1Mount Sinai Beth Israel, New York, NY, USA, 2Montefiore Medical Center, Bronx, NY, USA.
Ventricular septal defect (VSD) has been rarely reported as a complication following transcatheter aortic valve replacement (TAVR). We sought to evaluate the baseline characteristics, management and outcomes of these patients.
Relevant studies were searched through PUBMED and EMBASE between 2002 to September 2015. The references were also manually reviewed for articles those included in the full article review. Congress abstracts were excluded. Articles that included baseline characteristics or hospital outcomes were included in the analysis.
A total of 16 studies including 18 patients were identified. The mean age was 83 ± 8, 38% were male and median Logistic EuroSCORE was 19.8 (range 11.7-33.8). There were 71% transfemoral approach. Pre-dilation was performed in 10 patients and post-dilation in 3. Self-expandable balloon was used in majority (89%) of the cases. The clinical presentation varied from asymptomatic to progressive heart failure. The timing of the diagnosis also varied significantly from immediately post valve implantation up to 1 year. There were 2 cases of Gerbode type defect while the rest were inter-ventricular defect. The location was mostly membranous or perimenbranous (94%), adjacent to the valve landing zone.

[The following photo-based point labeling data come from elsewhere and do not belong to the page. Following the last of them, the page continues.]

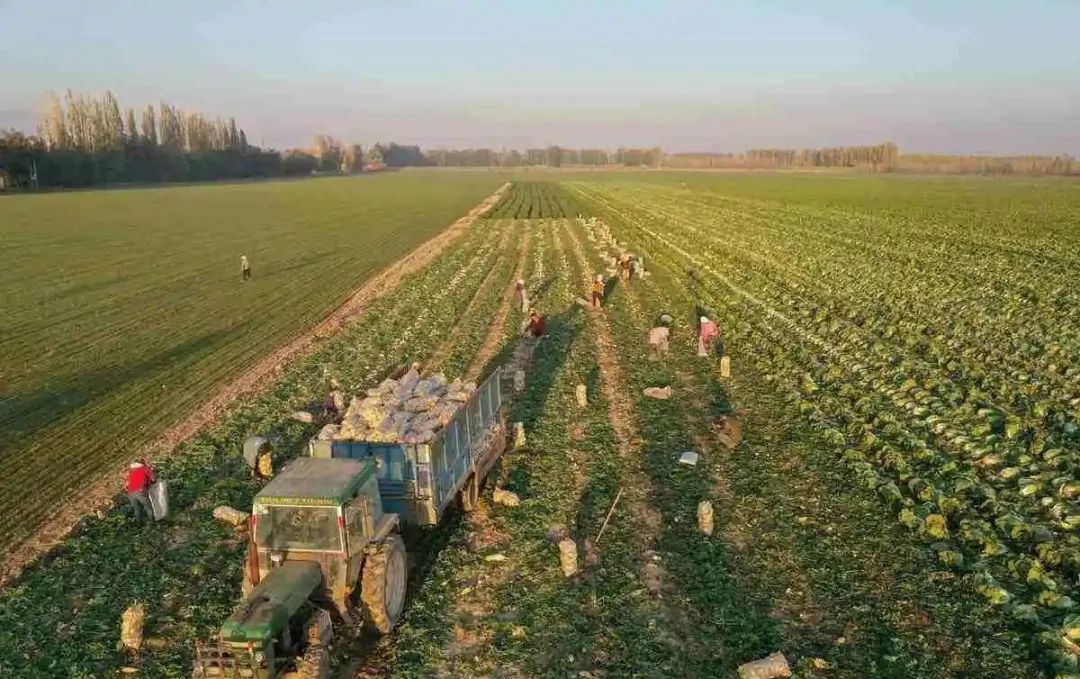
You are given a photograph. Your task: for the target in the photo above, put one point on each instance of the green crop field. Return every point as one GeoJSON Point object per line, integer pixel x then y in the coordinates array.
{"type": "Point", "coordinates": [899, 496]}
{"type": "Point", "coordinates": [122, 310]}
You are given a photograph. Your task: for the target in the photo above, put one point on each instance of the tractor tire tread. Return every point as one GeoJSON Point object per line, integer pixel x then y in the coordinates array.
{"type": "Point", "coordinates": [374, 585]}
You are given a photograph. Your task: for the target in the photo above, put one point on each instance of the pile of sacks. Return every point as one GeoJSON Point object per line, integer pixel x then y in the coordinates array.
{"type": "Point", "coordinates": [409, 410]}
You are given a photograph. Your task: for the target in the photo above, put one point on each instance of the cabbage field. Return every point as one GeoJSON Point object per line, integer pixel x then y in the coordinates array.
{"type": "Point", "coordinates": [892, 462]}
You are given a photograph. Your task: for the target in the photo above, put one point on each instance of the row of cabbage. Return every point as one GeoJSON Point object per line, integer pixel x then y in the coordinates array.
{"type": "Point", "coordinates": [972, 439]}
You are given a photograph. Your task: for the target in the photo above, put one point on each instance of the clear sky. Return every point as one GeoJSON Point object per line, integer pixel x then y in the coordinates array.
{"type": "Point", "coordinates": [948, 76]}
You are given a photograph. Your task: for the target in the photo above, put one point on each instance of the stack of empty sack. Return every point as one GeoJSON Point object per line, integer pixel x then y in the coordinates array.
{"type": "Point", "coordinates": [408, 410]}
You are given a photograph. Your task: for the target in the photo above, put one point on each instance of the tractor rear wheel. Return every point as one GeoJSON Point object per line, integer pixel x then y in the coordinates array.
{"type": "Point", "coordinates": [382, 584]}
{"type": "Point", "coordinates": [314, 663]}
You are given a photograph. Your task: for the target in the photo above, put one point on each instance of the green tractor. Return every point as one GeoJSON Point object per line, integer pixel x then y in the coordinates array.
{"type": "Point", "coordinates": [322, 553]}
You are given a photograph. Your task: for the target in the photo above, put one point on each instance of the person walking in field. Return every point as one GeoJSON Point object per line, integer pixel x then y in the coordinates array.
{"type": "Point", "coordinates": [537, 324]}
{"type": "Point", "coordinates": [334, 403]}
{"type": "Point", "coordinates": [521, 297]}
{"type": "Point", "coordinates": [659, 337]}
{"type": "Point", "coordinates": [706, 335]}
{"type": "Point", "coordinates": [137, 486]}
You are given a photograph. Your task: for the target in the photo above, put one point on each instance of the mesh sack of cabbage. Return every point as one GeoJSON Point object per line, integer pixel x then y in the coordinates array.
{"type": "Point", "coordinates": [409, 410]}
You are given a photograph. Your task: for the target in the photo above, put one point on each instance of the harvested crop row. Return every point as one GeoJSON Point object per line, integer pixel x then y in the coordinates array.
{"type": "Point", "coordinates": [118, 357]}
{"type": "Point", "coordinates": [534, 200]}
{"type": "Point", "coordinates": [675, 263]}
{"type": "Point", "coordinates": [187, 571]}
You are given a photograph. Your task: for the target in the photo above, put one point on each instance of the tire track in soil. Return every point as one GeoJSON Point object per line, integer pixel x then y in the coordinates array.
{"type": "Point", "coordinates": [99, 497]}
{"type": "Point", "coordinates": [636, 485]}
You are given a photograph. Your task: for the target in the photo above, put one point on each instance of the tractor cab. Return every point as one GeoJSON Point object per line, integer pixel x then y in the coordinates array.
{"type": "Point", "coordinates": [321, 548]}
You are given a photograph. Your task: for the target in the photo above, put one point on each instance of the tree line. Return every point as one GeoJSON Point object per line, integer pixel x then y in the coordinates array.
{"type": "Point", "coordinates": [879, 158]}
{"type": "Point", "coordinates": [84, 141]}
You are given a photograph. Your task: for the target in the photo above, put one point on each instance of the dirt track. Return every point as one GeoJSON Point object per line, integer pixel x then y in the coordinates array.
{"type": "Point", "coordinates": [99, 497]}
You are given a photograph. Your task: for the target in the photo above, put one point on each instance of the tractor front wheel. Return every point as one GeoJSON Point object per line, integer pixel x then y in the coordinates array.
{"type": "Point", "coordinates": [382, 584]}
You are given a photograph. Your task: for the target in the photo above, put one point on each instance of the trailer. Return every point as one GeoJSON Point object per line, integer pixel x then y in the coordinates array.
{"type": "Point", "coordinates": [418, 481]}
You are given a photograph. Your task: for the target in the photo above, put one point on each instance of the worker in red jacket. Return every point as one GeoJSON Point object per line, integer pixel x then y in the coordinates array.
{"type": "Point", "coordinates": [139, 477]}
{"type": "Point", "coordinates": [537, 324]}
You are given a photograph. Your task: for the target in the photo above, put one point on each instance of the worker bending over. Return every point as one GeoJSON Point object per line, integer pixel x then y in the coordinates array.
{"type": "Point", "coordinates": [139, 477]}
{"type": "Point", "coordinates": [706, 335]}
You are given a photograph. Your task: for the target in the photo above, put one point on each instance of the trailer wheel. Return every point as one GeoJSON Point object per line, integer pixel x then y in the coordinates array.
{"type": "Point", "coordinates": [314, 663]}
{"type": "Point", "coordinates": [469, 496]}
{"type": "Point", "coordinates": [382, 585]}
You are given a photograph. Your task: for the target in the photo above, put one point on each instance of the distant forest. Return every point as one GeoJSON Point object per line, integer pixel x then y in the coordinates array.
{"type": "Point", "coordinates": [83, 141]}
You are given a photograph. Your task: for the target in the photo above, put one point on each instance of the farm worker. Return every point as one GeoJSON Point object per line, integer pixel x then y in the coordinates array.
{"type": "Point", "coordinates": [139, 477]}
{"type": "Point", "coordinates": [257, 455]}
{"type": "Point", "coordinates": [659, 336]}
{"type": "Point", "coordinates": [334, 402]}
{"type": "Point", "coordinates": [706, 334]}
{"type": "Point", "coordinates": [265, 464]}
{"type": "Point", "coordinates": [521, 297]}
{"type": "Point", "coordinates": [537, 324]}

Total of 7 interventions (1 open surgery and 6 percutaneous closure) were performed. The mortality rate was (17.6%). Those who survived had overall clinically stable course (range 12 days to 2 year).
Conclusions: The clinical course of reported cases of VSD following TAVR varied significantly from no symptoms to death. Self-expansion valve was implanted in majority of the cases and pre-dilation was performed in more than half of the cases. High clinical suspicion is needed when patient is deteriorating and no other obvious etiology is identified as the condition is often treatable with percutaneous approach.